Das Auto ist die wichtigste Errungenschaft des 19. Jahrhunderts und nichts prägte das Leben der Menschen und das Erscheinungsbild der Städte im 20. Jahrhundert mehr als der Individualverkehr. Insbesondere nach dem 2. Weltkrieg gab es für jeden Arbeitnehmer der westlichen Hemisphäre nichts erstrebenswerteres als den ersten eigenen fahrbaren Untersatz und dass das weltweite Straßennetz mit seinem den ganzen Planeten umspannenden Asphaltband nicht als achtes Weltwunder gilt, ist ein Skandal. In den meisten Kreisen der geistigen Elite und des Bildungsbürgertums (außer unter Motor Klassik-Lesern), gelten Autos als schnöde, nicht weiter beachtenswerte Gebrauchsgegenstände, wenngleich die wenigsten Vertreter dieser Gesellschaftskaste dann doch nur Dacia Logan oder Ford Sierra aus 5. Hand fahren. Autos gelten weiterhin als Lebensinhalt von Prolls, Kleinkindern und anderen bildungsfernen Schichten, mit Ausnahme neureicher Maserati- und Ferrari-Schnösel, die meistens aber auch nicht gebildet sind. Das ausgerechnet die spinnerte Kunstszene beim unrunden Leerlauf einer scharfen Nockenwelle nicht erigiert oder beim Anblick eines Coke Bottle Shapes nicht Bock auf Sex kriegt, sollte daher erst recht nicht verwundern.

 

 Um so schöner war es deshalb, dass sich das Tinguely-Museum in Basel diesem längst überfälligem Thema widmete. Kein anderes Kunstmuseum hätte der ‚Fetisch Auto‘-Ausstellung einen besseren Rahmen bieten können, als das Tinguely-Museum, dass vollgestopft ist mit der Endzeit-Schrott-Kunst von Jean Tinguely. Immerhin auch beweglich und rostig..

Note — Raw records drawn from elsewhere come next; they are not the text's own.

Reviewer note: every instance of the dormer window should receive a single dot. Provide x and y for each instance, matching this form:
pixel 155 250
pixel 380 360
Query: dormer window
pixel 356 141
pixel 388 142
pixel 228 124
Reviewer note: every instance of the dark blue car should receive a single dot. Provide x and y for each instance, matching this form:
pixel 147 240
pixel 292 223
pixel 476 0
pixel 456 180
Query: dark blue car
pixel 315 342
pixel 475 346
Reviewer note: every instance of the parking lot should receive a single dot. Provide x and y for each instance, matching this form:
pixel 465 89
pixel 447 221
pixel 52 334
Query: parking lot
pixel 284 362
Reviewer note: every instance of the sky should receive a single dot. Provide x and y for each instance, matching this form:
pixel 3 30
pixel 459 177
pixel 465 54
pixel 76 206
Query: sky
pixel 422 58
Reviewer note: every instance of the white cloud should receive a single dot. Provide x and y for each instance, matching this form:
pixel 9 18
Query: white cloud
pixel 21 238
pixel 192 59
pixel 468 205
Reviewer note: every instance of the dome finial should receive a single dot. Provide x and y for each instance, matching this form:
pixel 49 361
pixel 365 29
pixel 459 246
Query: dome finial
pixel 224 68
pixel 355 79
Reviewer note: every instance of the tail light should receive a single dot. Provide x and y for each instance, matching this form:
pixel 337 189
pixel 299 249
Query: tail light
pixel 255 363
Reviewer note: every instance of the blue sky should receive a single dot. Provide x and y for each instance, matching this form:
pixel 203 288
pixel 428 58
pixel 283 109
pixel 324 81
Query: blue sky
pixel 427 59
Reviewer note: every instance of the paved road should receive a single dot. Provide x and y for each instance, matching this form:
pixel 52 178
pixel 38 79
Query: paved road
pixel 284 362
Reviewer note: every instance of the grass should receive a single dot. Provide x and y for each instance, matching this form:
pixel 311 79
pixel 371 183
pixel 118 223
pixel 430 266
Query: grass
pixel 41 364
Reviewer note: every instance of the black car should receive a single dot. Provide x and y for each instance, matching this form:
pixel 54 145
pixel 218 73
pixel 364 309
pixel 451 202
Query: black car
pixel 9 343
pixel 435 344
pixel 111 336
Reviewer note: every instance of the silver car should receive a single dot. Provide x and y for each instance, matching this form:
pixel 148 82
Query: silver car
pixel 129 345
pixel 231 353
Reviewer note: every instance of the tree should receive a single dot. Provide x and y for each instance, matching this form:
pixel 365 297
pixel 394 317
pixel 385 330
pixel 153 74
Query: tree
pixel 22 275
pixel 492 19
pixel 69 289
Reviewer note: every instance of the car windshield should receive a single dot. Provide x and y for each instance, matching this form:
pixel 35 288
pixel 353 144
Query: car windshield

Vielversprechender Ansatz, ein hintergründiges Thema, ein netter Austellungsort. 15 Franken beim unfreundlichen Personal abdrücken und rein in die Kultur. Und so schlecht ging es gar nicht mal los: die großartigen Vector Portraits von Andrew Bush hingen an der Wand, spätsechziger Pontiac-Werbespots wurden gezeigt und ob der Münzeinwurf-K.I.T.T. für Kinder am Haupteingang mit Bedacht aufgestellt wurde, würde man der Museums-Leitung nicht im Geringsten zutrauen. Oder doch? Wie auch immer, der 55er Flower-Ford war echt gut und ein paar historische Unfallbilder ebenfalls eine längererere Betrachtung wert. Hätte man aber auch als Bildband kaufen können und sich die Fahrt vom Ruhrpott in dieses seltsame Land sparen können. Wie auch immer. Je länger man sich in der sehr überschaubaren Fetisch-Ausstellung aufhielt, desto mehr zeichneten sich wieder die Probleme der zumeist führerscheinlosen Kunst-Garde mit dem Thema Auto ab: Alles kritisch, zum Nachdenken anregen wollen und den Materialismus hinterfragend. Kennen wa alles, ham wa schomma gehört. Wer unumwunden zugibt, das Autos geschickt platzierte Konsumgüter sind, die einfach geil sind, wird auch weiterhin zur Working Class gehören. Gut so. Oi!

 

Die Ausstellung ist mittlerweile auch zu ende, was auch gut ist. Das Schönste dieser 1.300 Kilometer langen Kulturreise war rückblickend der Moment, als der eine Spezialjugendliche mit Sehschwäche beim Rückwärtseinparken dem anderen Spezialjugendlichen mit Sehschwäche sagte, dass er den Pappkarton oder Furnierschrank in der Parkbox nicht wegräumen müsse, weil er ihn einfach platt fahren würde und dieser letzten Endes ein über nacht dort abgeladener, aufgebrochener Safe war…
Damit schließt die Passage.